Bougie en main, cette quadragénaire est descendue vendredi soir dans les rues de la commune, avec plusieurs centaines d'habitants, pour une cérémonie organisée un mois jour pour jour après la catastrophe. Un moment de recueillement, ponctué par la sonnerie des cloches de l'église voisine.
"Paiporta, unie, ne sera jamais vaincue!", ont crié des riverains, avant d'observer une minute de silence à 20H11 précises -- soit l'heure à laquelle les autorités régionales de Valence avaient fini par lancer le 29 octobre une alerte sur les téléphones portables, plus de douze heures après l'alerte émise par l'agence météorologique.
"Nous rendons hommage aux victimes, tant à ceux qui sont partis qu'à ceux qui sont restés", explique Bea García, professeure de 43 ans. "Les gens continuent de se sentir seuls, la colère demeure et il y a de la fatigue, de la frustration. Nous sommes tous épuisés", insiste-t-elle.
- "Encore énormément de travail" -
A Paiporta comme dans les autres villes touchées par la tragédie, où des rassemblements similaires ont eu lieu, la gestion chaotique de la catastrophe est le principal grief des sinistrés, dont certains disent se sentir "abandonnés".
"Nous devons être très compréhensifs (...) face aux manifestations", a reconnu le président de la région de Valence Carlos Mazón, dont de nombreux manifestants ont à nouveau réclamé la "démission" vendredi soir. Il faut en outre "que nous soyons efficaces", a ajouté le dirigeant conservateur, très critiqué pour sa gestion de l'alerte et des secours.
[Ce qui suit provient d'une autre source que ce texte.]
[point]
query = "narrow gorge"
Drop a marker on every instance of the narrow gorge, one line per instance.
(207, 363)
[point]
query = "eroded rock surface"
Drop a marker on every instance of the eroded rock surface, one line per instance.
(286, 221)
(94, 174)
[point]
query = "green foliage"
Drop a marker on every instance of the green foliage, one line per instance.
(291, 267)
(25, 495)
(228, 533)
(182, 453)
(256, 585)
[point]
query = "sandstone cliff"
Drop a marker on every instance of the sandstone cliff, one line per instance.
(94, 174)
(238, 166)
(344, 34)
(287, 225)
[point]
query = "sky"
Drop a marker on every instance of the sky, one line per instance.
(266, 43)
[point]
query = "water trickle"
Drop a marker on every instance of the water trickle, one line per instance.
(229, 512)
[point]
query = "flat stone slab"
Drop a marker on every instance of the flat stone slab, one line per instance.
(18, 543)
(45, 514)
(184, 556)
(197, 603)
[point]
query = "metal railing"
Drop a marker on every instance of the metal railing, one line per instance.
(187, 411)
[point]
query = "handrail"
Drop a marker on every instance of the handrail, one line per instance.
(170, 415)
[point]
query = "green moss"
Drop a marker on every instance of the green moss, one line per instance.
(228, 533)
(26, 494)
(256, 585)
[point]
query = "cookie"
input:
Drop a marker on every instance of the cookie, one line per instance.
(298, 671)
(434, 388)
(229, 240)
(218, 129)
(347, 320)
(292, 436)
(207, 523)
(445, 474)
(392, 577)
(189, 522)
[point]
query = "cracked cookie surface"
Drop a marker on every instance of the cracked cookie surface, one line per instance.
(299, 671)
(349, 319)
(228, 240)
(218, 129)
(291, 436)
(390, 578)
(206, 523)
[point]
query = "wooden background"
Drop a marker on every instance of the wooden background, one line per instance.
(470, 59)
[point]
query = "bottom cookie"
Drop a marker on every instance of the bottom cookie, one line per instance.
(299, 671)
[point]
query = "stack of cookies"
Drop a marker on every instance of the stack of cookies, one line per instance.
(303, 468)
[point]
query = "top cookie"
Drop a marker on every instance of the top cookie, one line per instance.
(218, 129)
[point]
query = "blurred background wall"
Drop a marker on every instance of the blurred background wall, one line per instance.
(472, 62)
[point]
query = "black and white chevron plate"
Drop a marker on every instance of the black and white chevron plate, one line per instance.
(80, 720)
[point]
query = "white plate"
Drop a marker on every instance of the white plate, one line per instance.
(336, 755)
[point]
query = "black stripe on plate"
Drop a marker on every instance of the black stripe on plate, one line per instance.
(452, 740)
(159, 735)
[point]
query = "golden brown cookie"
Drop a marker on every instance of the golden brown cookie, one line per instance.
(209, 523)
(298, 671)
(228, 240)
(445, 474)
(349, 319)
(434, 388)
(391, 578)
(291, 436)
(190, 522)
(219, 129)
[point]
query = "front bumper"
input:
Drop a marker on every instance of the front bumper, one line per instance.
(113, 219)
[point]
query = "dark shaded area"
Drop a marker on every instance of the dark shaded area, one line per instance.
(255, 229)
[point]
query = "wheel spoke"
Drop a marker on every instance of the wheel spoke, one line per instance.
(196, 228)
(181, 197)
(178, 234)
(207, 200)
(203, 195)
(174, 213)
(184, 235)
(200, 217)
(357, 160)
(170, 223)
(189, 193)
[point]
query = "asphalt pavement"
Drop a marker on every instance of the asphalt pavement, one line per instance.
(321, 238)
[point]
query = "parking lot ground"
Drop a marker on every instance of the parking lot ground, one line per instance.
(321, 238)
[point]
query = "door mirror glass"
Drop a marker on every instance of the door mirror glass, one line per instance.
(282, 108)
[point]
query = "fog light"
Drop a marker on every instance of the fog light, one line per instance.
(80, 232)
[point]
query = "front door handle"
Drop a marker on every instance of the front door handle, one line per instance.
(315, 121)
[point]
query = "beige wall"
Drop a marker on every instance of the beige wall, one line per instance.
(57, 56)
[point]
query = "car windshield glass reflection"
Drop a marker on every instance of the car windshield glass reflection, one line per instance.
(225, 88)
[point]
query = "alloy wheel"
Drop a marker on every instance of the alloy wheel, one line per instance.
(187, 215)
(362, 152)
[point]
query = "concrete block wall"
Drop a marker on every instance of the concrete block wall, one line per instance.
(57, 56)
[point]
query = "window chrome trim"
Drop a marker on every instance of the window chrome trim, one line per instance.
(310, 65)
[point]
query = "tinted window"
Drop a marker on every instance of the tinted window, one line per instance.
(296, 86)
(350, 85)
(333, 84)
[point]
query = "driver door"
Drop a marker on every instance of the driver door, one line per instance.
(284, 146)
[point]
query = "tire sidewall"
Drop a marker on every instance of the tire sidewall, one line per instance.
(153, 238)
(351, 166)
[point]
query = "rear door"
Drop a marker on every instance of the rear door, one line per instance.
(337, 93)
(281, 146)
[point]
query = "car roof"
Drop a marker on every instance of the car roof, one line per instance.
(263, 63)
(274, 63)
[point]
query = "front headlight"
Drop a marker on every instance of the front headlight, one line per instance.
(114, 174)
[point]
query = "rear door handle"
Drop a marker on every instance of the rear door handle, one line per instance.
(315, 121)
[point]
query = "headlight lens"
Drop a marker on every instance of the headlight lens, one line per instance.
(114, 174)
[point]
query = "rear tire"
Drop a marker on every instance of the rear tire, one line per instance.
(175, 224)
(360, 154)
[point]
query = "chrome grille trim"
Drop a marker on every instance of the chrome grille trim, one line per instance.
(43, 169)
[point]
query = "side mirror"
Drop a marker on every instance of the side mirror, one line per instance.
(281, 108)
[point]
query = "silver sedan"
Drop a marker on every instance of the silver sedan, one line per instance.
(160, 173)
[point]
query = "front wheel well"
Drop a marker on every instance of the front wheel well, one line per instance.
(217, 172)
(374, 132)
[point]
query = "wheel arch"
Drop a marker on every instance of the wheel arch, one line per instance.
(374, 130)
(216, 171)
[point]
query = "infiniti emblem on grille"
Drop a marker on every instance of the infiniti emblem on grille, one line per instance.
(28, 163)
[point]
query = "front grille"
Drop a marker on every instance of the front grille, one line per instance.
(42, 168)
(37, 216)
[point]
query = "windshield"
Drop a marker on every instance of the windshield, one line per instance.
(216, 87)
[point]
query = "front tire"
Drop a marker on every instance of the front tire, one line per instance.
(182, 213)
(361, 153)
Ces dernières semaines, des dizaines de routes ont été remises en état, la circulation des trains a repris et des tonnes et des tonnes de boue et de débris ont pu être évacués, grâce au travail des militaires, des pompiers et des bénévoles.
Mais "il reste encore énormément de travail à faire", a reconnu mercredi le Premier ministre socialiste Pedro Sánchez. "Il y a des centaines de garages et sous-sols inondés, des bâtiments endommagés, des entreprises fermées, des voies coupées, des villages entiers qui n'ont pas encore retrouvé une vie normale".
Selon le ministre de l'Economie Carlos Cuerpo, qui se base sur les données des assurances, 69.000 habitations, 125.000 véhicules et 12.500 commerces ont été touchés. D'après la Banque d'Espagne, ces dégâts pourraient coûter jusqu'à 0,2 point de croissance au pays lors du quatrième trimestre.
- "Bloquée mentalement" -
A Catarroja, dans la banlieue sud de Valence, les stigmates de la catastrophe sont encore omniprésents, tant dans les rues qu'aux entrée de la ville, où s'entassent des dizaines d'épaves de voitures.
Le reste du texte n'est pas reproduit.